The sparkling thing was a stove. Captain Scott got it going, and he cooked a meal from the things in the tent: cocoa and Bovril, sheeps’ tongue, cheese and biscuits. I was offered one of the biscuits by Patrick. It disappointed him badly when I wouldn’t take it, but I didn’t feel like eating. The wind blew gritty snow across the Barrier, and the men sat with their backs to the blow, eating food that I thought belonged to ghosts.
We pushed on a little farther, then stopped to make camp. Patrick offered me a biscuit again, and this time I took it. He smiled as I ate. At the other end of the picket line, Birdie Bowers was feeding biscuits to Uncle Bill, because he was worried about
him
as well. “He’s having trouble with his forefeet,” said Birdie. Even the biggest pony was struggling, so I didn’t feel so bad.

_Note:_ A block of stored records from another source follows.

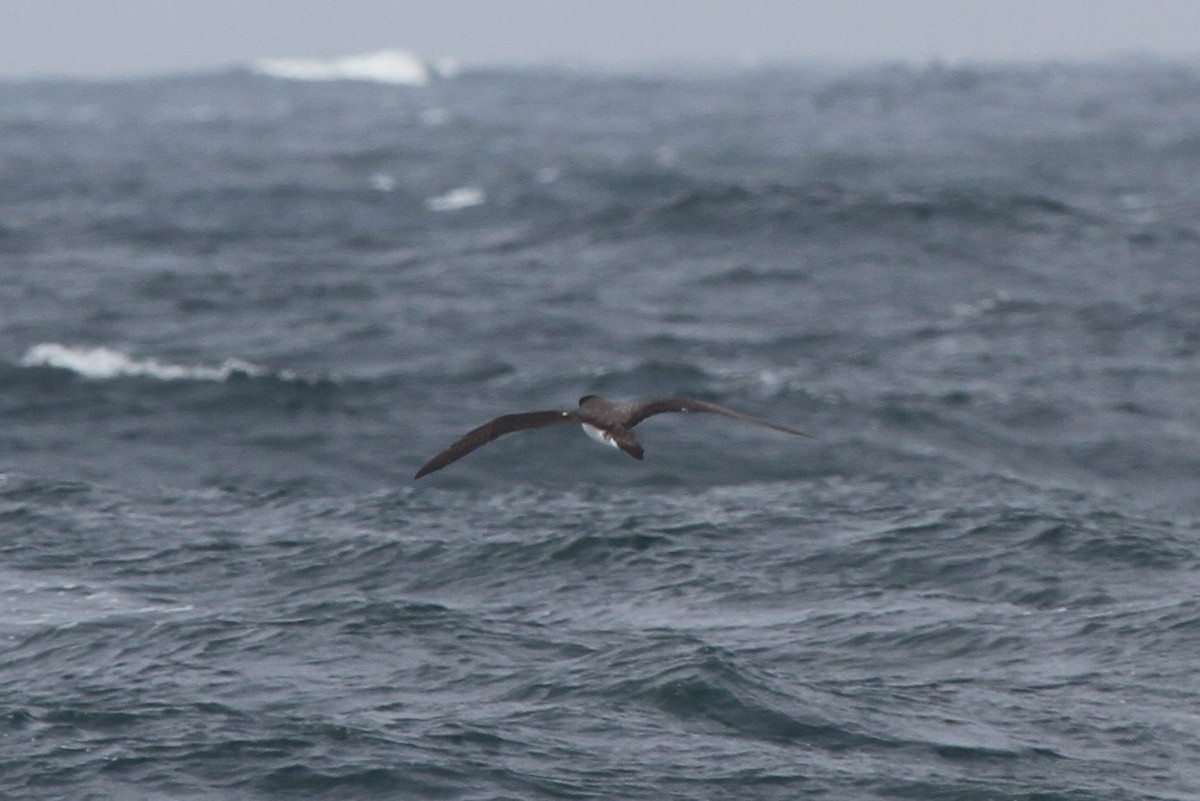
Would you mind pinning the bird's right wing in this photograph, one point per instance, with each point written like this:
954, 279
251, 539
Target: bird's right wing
480, 437
640, 411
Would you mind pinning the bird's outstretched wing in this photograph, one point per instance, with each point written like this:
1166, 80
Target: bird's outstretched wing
491, 429
643, 409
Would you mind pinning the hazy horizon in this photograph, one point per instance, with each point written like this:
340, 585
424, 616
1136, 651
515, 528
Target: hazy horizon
94, 38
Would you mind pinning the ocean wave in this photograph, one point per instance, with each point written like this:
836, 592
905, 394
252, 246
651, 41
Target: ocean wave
101, 363
385, 66
465, 197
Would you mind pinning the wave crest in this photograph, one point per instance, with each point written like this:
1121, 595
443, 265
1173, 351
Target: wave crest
385, 66
102, 362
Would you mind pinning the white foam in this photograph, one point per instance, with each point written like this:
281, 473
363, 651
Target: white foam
385, 66
107, 363
455, 199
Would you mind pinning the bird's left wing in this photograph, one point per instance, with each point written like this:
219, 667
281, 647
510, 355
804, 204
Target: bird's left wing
479, 437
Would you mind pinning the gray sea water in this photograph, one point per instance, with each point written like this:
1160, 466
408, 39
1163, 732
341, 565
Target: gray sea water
238, 312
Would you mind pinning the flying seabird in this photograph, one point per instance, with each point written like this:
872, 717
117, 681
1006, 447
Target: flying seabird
604, 421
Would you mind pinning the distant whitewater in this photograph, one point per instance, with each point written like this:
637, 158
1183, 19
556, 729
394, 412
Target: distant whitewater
385, 66
101, 363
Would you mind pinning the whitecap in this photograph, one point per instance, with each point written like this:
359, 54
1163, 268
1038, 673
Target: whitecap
385, 66
106, 363
455, 199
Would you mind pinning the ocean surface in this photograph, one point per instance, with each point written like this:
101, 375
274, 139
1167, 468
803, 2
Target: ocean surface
239, 309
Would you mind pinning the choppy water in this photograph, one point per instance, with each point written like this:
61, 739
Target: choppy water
237, 313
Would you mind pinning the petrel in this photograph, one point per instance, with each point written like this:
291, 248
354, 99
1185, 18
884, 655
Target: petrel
606, 422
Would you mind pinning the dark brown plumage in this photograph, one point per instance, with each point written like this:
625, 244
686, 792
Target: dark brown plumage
603, 420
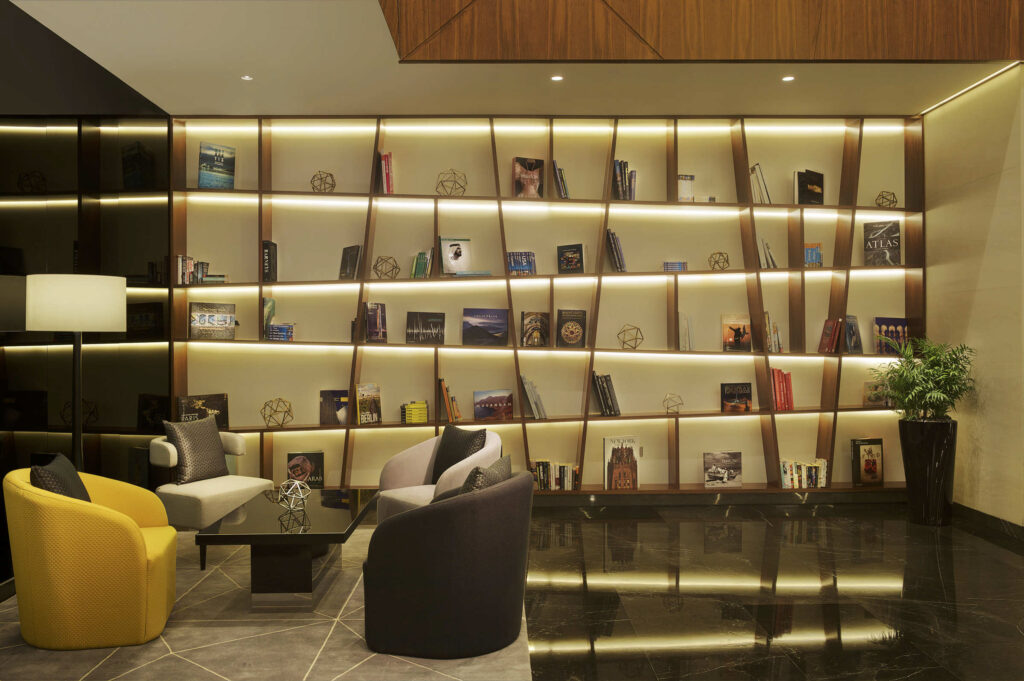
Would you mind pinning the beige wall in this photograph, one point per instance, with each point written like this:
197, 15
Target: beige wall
975, 220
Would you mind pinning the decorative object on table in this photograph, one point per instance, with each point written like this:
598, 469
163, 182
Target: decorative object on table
886, 199
718, 260
76, 303
323, 181
451, 182
673, 402
630, 337
925, 383
386, 266
276, 413
292, 495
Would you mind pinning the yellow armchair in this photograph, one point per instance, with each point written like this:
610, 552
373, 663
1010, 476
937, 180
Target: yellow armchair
90, 575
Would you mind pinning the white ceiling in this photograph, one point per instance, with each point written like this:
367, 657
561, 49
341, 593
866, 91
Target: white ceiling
336, 56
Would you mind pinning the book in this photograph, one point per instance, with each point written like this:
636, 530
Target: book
368, 402
334, 408
736, 397
484, 326
306, 467
736, 333
808, 187
866, 461
536, 329
570, 259
527, 177
194, 408
882, 244
211, 321
376, 323
455, 255
424, 328
723, 469
570, 328
216, 166
493, 405
621, 462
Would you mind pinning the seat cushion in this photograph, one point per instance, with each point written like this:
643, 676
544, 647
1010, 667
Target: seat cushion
392, 502
198, 505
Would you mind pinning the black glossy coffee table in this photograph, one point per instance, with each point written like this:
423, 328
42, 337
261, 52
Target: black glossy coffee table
283, 543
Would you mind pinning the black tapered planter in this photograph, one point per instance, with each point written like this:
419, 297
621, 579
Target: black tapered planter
929, 452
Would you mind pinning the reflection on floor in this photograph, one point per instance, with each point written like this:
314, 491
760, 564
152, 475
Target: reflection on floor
769, 593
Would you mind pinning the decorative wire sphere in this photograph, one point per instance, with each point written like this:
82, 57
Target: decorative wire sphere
292, 495
630, 337
276, 413
718, 260
886, 199
451, 182
323, 181
386, 267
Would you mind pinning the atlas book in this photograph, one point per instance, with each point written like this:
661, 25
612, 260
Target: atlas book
334, 408
424, 328
527, 177
484, 326
571, 328
493, 405
536, 329
211, 321
736, 333
882, 244
216, 166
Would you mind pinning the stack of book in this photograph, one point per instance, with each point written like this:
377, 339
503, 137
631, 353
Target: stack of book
605, 392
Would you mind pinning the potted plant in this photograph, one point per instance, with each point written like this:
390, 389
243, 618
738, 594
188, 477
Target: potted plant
924, 384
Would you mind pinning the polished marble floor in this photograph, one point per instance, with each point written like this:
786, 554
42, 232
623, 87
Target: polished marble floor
769, 593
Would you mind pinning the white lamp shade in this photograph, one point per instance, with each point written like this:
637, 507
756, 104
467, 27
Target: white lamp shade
75, 302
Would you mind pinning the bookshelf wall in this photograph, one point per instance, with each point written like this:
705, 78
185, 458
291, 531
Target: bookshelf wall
276, 156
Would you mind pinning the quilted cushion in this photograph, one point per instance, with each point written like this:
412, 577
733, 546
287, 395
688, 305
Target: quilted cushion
456, 444
201, 455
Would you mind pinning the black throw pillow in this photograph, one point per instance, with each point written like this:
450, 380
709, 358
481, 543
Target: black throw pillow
456, 444
59, 477
201, 454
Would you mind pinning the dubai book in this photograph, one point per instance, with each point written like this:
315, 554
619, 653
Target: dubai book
334, 408
211, 321
216, 166
736, 397
493, 405
571, 328
306, 467
736, 333
536, 329
882, 244
424, 328
484, 326
866, 461
723, 469
527, 177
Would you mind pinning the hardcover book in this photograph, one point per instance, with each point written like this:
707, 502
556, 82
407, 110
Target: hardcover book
484, 326
424, 328
216, 166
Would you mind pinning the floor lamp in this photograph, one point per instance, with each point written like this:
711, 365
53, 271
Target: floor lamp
75, 303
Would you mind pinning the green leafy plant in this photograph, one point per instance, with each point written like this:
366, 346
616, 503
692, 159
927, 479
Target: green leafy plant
928, 378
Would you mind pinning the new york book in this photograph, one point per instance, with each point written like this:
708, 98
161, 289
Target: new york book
484, 326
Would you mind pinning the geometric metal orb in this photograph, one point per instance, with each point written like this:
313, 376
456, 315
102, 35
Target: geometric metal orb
451, 182
386, 267
673, 403
323, 181
718, 260
276, 413
886, 199
630, 337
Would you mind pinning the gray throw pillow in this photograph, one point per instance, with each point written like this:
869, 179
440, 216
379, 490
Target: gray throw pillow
201, 455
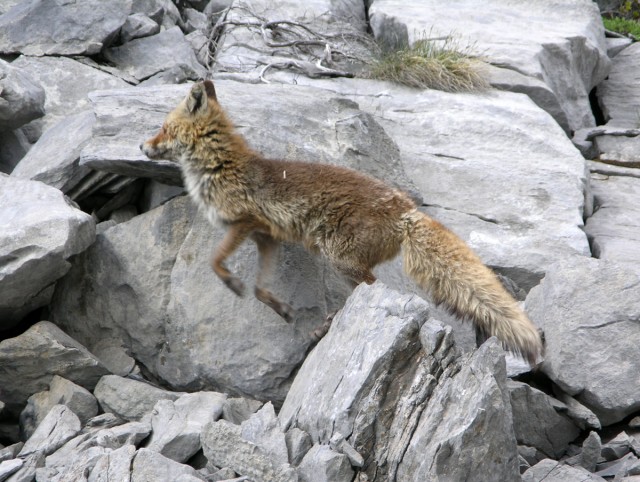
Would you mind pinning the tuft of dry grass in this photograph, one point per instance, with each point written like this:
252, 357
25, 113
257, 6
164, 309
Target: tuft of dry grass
431, 64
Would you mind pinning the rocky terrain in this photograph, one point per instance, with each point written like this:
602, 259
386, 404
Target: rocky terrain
123, 357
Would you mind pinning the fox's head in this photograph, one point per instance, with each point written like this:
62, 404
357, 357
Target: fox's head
186, 125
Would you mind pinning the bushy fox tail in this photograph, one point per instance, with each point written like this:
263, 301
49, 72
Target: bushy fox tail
442, 264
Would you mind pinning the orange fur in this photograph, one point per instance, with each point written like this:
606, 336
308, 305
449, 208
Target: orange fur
355, 221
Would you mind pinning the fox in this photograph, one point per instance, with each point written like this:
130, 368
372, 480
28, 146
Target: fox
355, 221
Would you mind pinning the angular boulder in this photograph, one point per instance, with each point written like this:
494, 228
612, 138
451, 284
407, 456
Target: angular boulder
61, 392
40, 230
614, 227
148, 283
144, 57
129, 399
22, 98
50, 27
536, 422
66, 83
588, 310
31, 360
54, 159
177, 424
445, 415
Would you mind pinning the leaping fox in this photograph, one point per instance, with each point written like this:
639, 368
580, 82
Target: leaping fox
353, 220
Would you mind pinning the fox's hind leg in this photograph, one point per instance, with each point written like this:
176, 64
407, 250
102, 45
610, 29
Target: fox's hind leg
267, 255
232, 240
356, 273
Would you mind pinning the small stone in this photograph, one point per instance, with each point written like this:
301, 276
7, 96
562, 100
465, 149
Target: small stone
321, 464
617, 448
591, 450
298, 444
59, 426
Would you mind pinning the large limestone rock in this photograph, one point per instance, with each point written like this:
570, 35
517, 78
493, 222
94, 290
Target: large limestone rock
66, 83
569, 56
52, 27
250, 46
22, 98
148, 282
444, 416
588, 310
614, 227
39, 231
536, 421
284, 122
167, 50
493, 167
619, 99
31, 360
54, 158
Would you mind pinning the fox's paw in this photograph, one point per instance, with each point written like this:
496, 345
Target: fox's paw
283, 309
235, 285
323, 329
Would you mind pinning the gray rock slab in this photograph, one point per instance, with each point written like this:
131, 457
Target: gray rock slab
13, 146
614, 227
237, 410
22, 98
31, 360
618, 150
343, 387
177, 424
618, 95
533, 215
66, 83
298, 444
591, 450
129, 399
54, 158
208, 339
149, 466
321, 464
136, 26
224, 446
141, 58
494, 168
553, 471
584, 418
27, 472
569, 56
61, 392
279, 125
504, 78
39, 231
8, 467
114, 466
536, 422
76, 458
588, 311
74, 467
47, 27
263, 429
59, 426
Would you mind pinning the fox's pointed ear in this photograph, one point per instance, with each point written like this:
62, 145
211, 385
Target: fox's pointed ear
197, 99
210, 89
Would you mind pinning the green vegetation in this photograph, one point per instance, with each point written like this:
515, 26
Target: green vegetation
433, 64
623, 25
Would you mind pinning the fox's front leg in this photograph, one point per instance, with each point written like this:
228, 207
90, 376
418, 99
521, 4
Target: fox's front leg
234, 237
267, 255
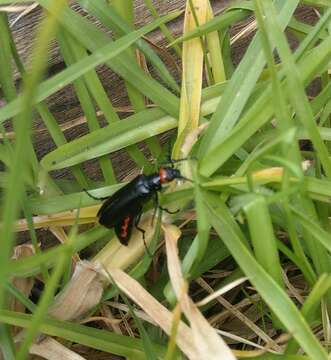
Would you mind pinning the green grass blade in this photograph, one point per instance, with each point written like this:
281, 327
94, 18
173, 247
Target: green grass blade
241, 86
101, 55
108, 16
14, 191
270, 291
97, 339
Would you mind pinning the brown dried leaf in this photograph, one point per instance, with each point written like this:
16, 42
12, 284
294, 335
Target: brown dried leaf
208, 344
83, 292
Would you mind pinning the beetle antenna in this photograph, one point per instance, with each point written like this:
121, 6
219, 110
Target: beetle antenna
186, 179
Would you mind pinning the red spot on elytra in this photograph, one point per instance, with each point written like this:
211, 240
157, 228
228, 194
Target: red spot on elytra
163, 176
124, 227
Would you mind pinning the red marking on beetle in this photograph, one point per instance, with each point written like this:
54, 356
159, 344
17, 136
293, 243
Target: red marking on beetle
163, 176
124, 227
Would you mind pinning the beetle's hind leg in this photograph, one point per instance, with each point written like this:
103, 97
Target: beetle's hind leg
156, 205
136, 225
94, 197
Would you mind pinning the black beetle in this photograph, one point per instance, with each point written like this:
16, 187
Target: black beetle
123, 209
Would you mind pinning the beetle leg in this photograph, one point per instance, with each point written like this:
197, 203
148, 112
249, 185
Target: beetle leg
136, 224
156, 205
94, 197
168, 211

Mr. Oates made me rest the next day while the other ponies brought up more supplies. It was awful to be left behind and see them trek off through the snow. But my leg was very sore, and in truth I was glad for the rest. In my old home in the forest, I would have been kept at work until I finally fell in my tracks. That would have been hard to bear, but all I’d expect. I had believed it was the way to the ponies’ place, that I could never get there by shirking.
Hours and hours went by before I heard the ponies coming back, their sledges rasping in the snow, their breaths hot and panting. I felt lonely then, afraid they’d be angry because I hadn’t done my share. But Blossom came and nibbled at me, picking away my lice, and I knew that no one minded that I had stayed behind.